Hugo Joncas | Journal de Montréal
Ottawa fait preuve d’« hypocrisie » en autorisant la vente d’équipements aéronautiques québécois aux forces de l’Arabie saoudite et des Émirats arabes unis, dit le professeur de droit constitutionnel Daniel Turp, qui veut les faire interdire dès que possible.
« Il y a une hypocrisie collective qui fait qu’on tolère ça de nos gouvernements parce que ça créerait des emplois », a dit l’ancien député au micro de Benoît Dutrizac sur QUB radio hier matin.
Daniel Turp réagissait au reportage de notre Bureau d’enquête, qui révèle que l’aéronautique québécoise a vendu pour près d’un milliard de dollars en équipements aux militaires saoudiens, émiratis et à leurs alliés dans la sanglante guerre au Yémen, qui a tué 4500 civils jusqu’ici.
Il souligne l’« incohérence » de ces ventes avec l’arrivée de la jeune réfugiée saoudienne en sol canadien la fin de semaine dernière.
Recours judiciaires
Daniel Turp est déjà en quête d’un moyen de pour empêcher de futures exportations. « Je vais mettre mes étudiants au travail », dit le professeur à l’Université de Montréal, en entrevue avec notre Bureau d’enquête.
La partie est cependant loin d’être gagnée. Daniel Turp tente déjà d’en appeler jusqu’en Cour suprême pour faire annuler les licences d’exportation des blindés ontariens de General Dynamics. Dans le cas des moteurs de Pratt & Whitney et des appareils de Bell Hélicoptères Textron destinés aux flottes de guerre cependant, aucune licence n’est même nécessaire de la part d’Ottawa, puisqu’ils sont conçus comme des équipements civils.
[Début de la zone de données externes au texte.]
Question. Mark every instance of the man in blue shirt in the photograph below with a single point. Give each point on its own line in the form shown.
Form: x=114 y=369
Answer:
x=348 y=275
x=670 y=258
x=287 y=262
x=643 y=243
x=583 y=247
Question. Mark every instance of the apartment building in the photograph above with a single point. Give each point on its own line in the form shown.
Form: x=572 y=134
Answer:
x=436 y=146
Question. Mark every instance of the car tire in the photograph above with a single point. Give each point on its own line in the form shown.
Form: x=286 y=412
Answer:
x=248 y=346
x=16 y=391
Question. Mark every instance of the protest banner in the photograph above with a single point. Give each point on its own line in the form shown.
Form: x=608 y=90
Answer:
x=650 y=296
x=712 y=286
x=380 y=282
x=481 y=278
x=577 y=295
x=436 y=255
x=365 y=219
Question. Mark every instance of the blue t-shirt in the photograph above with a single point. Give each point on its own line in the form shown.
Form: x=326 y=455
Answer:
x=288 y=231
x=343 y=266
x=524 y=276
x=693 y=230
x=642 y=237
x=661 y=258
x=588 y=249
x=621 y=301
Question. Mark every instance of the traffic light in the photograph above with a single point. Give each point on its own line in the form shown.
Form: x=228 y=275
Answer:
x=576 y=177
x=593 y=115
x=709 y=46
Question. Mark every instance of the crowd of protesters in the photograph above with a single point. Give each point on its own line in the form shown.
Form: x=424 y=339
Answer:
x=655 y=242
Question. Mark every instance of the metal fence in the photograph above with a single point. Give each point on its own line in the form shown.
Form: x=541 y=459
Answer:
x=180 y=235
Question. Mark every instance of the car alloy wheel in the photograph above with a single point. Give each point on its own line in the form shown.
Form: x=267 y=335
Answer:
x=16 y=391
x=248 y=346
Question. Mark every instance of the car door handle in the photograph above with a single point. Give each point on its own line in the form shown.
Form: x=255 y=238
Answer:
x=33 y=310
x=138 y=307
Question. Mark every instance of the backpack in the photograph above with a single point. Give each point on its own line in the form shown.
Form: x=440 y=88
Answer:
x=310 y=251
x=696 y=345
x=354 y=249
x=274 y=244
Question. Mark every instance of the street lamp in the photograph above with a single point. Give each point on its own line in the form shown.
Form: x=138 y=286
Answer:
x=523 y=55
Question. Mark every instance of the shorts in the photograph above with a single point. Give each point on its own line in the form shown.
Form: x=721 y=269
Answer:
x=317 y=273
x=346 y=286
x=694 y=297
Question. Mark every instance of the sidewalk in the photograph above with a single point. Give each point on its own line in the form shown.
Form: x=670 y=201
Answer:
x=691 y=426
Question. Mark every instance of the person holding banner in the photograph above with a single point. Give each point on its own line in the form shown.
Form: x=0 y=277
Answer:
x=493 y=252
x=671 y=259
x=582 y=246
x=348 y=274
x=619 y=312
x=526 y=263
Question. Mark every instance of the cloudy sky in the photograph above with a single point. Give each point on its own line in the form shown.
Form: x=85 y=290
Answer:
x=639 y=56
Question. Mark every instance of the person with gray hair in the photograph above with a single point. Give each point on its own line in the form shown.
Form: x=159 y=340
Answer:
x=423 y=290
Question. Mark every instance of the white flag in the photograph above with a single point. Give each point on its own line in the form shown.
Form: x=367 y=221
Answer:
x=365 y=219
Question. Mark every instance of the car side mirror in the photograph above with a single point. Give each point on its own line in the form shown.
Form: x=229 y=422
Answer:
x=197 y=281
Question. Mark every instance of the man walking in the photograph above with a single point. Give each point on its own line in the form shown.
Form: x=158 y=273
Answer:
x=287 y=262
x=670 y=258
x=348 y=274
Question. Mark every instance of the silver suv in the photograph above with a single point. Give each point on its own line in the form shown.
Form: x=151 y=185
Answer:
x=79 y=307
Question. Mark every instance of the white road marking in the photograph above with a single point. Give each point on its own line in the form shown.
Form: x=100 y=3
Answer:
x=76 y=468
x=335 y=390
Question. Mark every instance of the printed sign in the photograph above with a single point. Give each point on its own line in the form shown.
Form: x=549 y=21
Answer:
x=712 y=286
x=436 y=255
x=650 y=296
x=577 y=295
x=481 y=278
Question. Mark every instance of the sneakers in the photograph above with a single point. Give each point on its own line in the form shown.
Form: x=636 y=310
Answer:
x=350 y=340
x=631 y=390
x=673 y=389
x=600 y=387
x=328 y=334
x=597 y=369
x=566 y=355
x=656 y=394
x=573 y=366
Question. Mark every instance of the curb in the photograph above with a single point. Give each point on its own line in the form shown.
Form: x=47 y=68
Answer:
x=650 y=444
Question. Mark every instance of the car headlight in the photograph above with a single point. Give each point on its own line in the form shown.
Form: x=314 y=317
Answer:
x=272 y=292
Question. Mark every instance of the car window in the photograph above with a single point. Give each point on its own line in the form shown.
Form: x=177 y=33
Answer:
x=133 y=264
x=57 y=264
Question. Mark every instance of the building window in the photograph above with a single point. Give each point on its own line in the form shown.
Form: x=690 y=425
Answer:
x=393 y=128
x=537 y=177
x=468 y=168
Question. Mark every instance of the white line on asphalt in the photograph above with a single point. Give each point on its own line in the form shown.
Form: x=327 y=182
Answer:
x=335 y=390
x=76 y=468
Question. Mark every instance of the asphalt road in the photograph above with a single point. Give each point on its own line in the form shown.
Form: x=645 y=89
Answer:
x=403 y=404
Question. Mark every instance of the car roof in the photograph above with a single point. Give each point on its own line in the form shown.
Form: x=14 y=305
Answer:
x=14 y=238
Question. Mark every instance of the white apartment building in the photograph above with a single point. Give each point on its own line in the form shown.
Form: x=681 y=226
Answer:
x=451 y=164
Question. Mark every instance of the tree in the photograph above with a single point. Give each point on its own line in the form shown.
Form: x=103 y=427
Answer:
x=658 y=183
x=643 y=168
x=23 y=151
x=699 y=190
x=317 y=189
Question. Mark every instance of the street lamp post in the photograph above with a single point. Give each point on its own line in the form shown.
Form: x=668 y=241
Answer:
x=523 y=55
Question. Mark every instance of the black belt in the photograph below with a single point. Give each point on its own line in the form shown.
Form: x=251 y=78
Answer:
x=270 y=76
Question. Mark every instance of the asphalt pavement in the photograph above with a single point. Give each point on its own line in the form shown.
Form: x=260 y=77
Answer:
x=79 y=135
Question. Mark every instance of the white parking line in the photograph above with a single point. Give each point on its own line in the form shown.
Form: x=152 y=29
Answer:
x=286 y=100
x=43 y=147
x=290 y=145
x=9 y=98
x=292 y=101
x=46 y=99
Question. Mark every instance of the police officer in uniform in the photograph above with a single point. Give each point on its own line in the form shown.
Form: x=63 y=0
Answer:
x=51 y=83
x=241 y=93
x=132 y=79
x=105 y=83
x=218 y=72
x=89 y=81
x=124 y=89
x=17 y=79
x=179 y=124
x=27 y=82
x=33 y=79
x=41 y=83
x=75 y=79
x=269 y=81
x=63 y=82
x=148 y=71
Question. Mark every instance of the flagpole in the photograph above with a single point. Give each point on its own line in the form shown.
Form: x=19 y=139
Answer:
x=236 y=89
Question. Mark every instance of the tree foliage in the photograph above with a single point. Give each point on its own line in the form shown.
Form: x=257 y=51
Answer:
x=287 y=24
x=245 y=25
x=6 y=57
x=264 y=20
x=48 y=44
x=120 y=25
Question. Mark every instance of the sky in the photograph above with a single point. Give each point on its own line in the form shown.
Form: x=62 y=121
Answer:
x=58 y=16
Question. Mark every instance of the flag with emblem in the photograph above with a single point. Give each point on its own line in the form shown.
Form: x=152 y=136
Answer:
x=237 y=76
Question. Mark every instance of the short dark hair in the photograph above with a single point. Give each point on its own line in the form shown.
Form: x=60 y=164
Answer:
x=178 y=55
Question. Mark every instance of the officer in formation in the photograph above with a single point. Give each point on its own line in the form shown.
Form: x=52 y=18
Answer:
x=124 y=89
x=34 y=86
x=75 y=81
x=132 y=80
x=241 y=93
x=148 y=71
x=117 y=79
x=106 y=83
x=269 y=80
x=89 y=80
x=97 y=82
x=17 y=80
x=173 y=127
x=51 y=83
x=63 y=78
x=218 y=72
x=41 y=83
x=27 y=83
Ils sont ensuite utilisés pour assembler des appareils d’attaque aux États-Unis, lié au Canada par l’Accord sur le partage de la production de défense, un véritable libre-échange de l’armement.
« Il faut que je trouve le moyen de poursuivre les compagnies », dit-il. Daniel Turp observera de près comment évolue une poursuite intentée en Italie contre le fabricant d’une bombe saoudienne ayant tué les six membres d’une famille au Yémen, en octobre 2016.
Il doit aussi intervenir dans les consultations des prochaines semaines sur le projet de loi C-47, qui doit permettre au Canada d’adhérer au Traité des Nations unies sur le commerce des armes. Daniel Turp compte exiger que les pièces et composantes soient incluses dans la liste du matériel à exportation contrôlée, même lorsqu’elles sont vendues aux États-Unis.
Le professeur évoque enfin les « principes directeurs de l’Organisation de développement et de coopération économique » (OCDE), auquel le Canada adhère.
Ils mentionnent notamment qu’une entreprise doit « éviter d’être la cause d’incidences négatives sur les droits de l’homme ou d’y contribuer, et parer à ces incidences lorsqu’elles surviennent ».